A Matter of Perspective

It may now be a small world for some purposes, but if you're traveling at ground level it's as big as ever it was. A ten month-long trip may sound as if I could go anywhere I want, but I spent as much time deciding where to leave out as where to put in. The first criterion was the need to produce a reasonable train journey. The second theme was empires -- edges of empires and center of empires. That's why Hadrian's Wall (northern edge of the Roman Empire) is in, but Brittany is out. It's why Rome is in but Florence didn't make the list. I already have the dream for the next trip: Ukraine, Eastern Turkey, Iran, Central Asia, all places I had to leave out this time. Believe me, it's a big, big world.

Shopping

I hate to shop. I especially hate to shop for clothes.
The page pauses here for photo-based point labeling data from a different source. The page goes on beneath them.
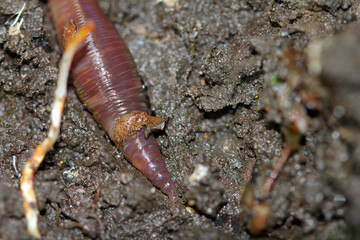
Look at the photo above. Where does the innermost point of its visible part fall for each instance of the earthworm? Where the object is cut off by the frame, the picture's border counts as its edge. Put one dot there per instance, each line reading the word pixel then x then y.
pixel 105 78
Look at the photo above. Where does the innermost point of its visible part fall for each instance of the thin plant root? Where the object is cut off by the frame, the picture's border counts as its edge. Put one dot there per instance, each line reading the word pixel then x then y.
pixel 27 180
pixel 276 171
pixel 15 26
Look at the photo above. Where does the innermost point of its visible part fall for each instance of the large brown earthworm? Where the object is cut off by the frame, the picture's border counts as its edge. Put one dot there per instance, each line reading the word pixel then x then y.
pixel 105 78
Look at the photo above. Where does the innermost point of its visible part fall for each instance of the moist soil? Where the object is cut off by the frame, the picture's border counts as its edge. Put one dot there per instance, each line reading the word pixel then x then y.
pixel 239 82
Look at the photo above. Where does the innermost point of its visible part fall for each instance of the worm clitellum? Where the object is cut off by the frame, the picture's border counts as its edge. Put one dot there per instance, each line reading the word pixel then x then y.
pixel 104 75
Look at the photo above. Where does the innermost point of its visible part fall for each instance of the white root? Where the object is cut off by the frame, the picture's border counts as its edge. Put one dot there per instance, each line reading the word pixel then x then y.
pixel 27 180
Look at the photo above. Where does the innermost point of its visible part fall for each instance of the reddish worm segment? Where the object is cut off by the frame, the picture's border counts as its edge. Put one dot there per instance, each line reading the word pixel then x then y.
pixel 106 80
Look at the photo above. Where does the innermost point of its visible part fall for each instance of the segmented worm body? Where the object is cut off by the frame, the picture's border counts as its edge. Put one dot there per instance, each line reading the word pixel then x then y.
pixel 105 78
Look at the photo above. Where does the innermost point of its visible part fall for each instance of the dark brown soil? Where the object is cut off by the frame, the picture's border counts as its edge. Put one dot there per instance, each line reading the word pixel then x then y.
pixel 237 81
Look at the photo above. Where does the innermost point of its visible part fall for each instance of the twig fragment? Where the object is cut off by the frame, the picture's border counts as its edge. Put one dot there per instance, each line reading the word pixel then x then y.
pixel 276 171
pixel 15 26
pixel 27 180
Luckily, after two long trips I didn't need to do much shopping for this one. I knew which clothes worked and where to buy them. I had the packs, although I bought new money belts from Europe Through the Back Door. I had my usual problems with footwear. My feet only seem to like white Grid Sauconys, and apparently that model is going to be discontinued.

The biggest headache was buying a new camera. Although my Canon G1 had taken some good pictures, I wanted a lighter battery charger, a longer zoom and faster power-up. It took two weeks of research and indecision before I settled on a Minolta A1. The camera was bigger than I wanted and didn't have an optical viewfinder, but it met my other criteria.

Health

Again, after two long trips to Asia I was pretty well covered here. I did get a pneumonia shot, but my main concern was anti-malaria tablets. I wound up with 100 tablets I wouldn't need for months. Most people ask me about intestinal problems, but my Achilles heel is literally my feet. I'm very careful about food and drink -- street food in China but not India, no ice in drinks in Asia -- and I carry Immodium and Cipro in case of disaster, but have rarely needed them, while I have had problems with my feet on both my previous trips. Right now a bigger worry is SARS, but there's not much I can do about that except stay up with the news and reroute if it seems prudent.

Leaving

As I worked my way through the MOAL spring arrived. Overnight the temperature rose and the dogwoods and azaleas blazed into flower. Eating farewell meals with my friends, enjoying North Carolina at its best, I began to wonder why I was leaving. Then I remembered that spring would not last long and that I could always email my friends. It was time to find out how the planning held up on the ground.